Background

Preimplantation genetic screening (PGS) has been considered a feasible strategy, by reducing the probability of transferring the aneuploid embryos during in vitro fertilization (IVF), in improving the implantation rate as well as the livebirth rate in the practice of artificial reproductive technology (ART) for decades [1]. However, a much wider acceptance by the academic community does not occur until recently, by some recent seminal studies which allowed us to have a more comprehensive understanding of the critical points in the whole IVF-PGS process [25]. The famous “Mastenbroek controversy” published in 2007 stating that for women with advanced maternal age, the livebirth rate of the PGS group was poorer than the non-PGS group did raise a huge concern for the validity of PGS and the traditional PGS by fluorescence in situ hybridization (FISH) was almost abandoned [6, 7]. However, more and more recent studies had made us known that the ironic outcome revealed by that randomized study may be due to the limitations of the genetic tool used for PGS itself (FISH), as well as the timing of the biopsy was set at the cleavage stage embryos (Day 3).
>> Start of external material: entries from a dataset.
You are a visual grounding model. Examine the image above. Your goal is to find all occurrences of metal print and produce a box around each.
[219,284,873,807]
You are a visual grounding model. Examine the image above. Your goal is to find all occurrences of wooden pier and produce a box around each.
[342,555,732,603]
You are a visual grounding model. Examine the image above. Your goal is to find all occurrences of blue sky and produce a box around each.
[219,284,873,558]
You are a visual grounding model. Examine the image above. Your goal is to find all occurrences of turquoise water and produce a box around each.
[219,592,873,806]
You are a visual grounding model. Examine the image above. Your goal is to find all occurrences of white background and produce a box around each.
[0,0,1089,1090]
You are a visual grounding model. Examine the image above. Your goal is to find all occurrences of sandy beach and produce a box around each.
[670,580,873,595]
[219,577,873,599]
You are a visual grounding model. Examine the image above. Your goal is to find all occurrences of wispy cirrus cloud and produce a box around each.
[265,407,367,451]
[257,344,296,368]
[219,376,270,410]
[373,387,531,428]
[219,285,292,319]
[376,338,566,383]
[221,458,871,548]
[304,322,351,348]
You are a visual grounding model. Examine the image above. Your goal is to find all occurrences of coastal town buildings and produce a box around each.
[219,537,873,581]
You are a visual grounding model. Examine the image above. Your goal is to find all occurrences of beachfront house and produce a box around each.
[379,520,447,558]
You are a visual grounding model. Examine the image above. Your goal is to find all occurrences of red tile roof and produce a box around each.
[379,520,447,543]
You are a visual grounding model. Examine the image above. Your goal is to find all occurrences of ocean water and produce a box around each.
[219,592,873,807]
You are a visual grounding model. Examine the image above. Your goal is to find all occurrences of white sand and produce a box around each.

The outcomes of PGS, especially the most important livebirth rate, are at least greatly affected by three critical parameters: the timing of biopsy, the genetic tools used for PGS, and to freeze or not to freeze the biopsied embryos [812]. After 2007, since the emergence of many new technologies available for genetic investigation, researchers are keen to verify and validate the new tools when being used in PGS [5, 1315]. Nowadays it is a reality to use the latest technology such as array comparative genomic hybridization (aCGH) and next generation sequencing (NGS) platforms to screen the embryos because of the advancement of a critical technique called whole genome amplification (WGA). The aCGH and NGS had become accessible for PGS after WGA [1519]. However, such amplification may also introduce errors and thereby other research groups had heartily advocated for WGA-free quantitative polymerase chain reaction (qPCR) based rapid diagnosis [8, 11, 20]. Excellent results were achieved by even using single embryo transfer (SET) in fresh cycle by the group led by Richard Scott Jr and Nathan Treff based in US [11], and even with a limited set of chromosomes being tested by our group [21].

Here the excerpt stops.